Two SV Professors awarded SNSF Advanced Grants

Professors Bart Deplancke and Carl Petersen. Credit: Alain Herzog (EPFL)

Professors Bart Deplancke and Carl Petersen. Credit: Alain Herzog (EPFL)

Professors Bart Deplancke and Carl Petersen at EPFL’s School of Life Sciences have been awarded Advanced Grants from the Swiss National Science Foundation.

Following Switzerland's non-association to Horizon Europe as of 2021, the SNSF has on the government's behalf launched the Advanced Grants, aimed at researchers who intended to apply for an ERC Advanced Grant in 2021, and who “have a track record of outstanding research over the past ten years”, and who are recognized as a leader in their respective fields.

Today, the SNSF has announced the awardees of the 2021 call for Advanced Grants call. Among them are Professors Bart Deplancke and Carl Petersen at the EPFL School of Life Sciences.

SinPhonies project description (Deplancke)

The ability to identify which genes are expressed in a single cell, called single cell transcriptomics (scRNA-seq), is revolutionizing biology by allowing us to address fundamental problems with unprecedented resolution, such as how cells develop into a plastic tissue or how they trigger disease. However, several major technological limitations of scRNA-seq remain.

The project, named SinPhonies for Single cell Phenomic technologies, aims to design two autonomous but synergistic technologies that each address a key limitation to advance single cell phenomena coupled to scRNA-seq.

"Synaptic mechanisms of reward-based learning" (Petersen)

How do we learn to react in new situations? Animals learn how to behave, in part, through reward-based learning. Appropriate responses are rewarded, which causes reinforcement learning. Although reward-based learning is a major driving force of adaptive behavior, the neural circuit mechanisms underlying the reinforcement learning of any specific goal-directed sensory-to-motor transformation remain to be precisely determined.

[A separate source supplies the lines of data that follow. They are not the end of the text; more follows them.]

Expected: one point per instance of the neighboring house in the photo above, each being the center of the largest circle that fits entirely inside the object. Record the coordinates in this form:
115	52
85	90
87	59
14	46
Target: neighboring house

The project will focus on developing and applying advanced technologies for measuring, manipulating and modelling the neuronal activity and synaptic plasticity mechanisms in a precisely-defined cortical region of the mouse brain during fast single-session reward-based learning. Experimental data combined with sophisticated computational analyses will probe causal mechanisms of cell type-specific changes for reward-based sensorimotor learning in a neocortical microcircuit, as well as probing the roles of various neuromodulators.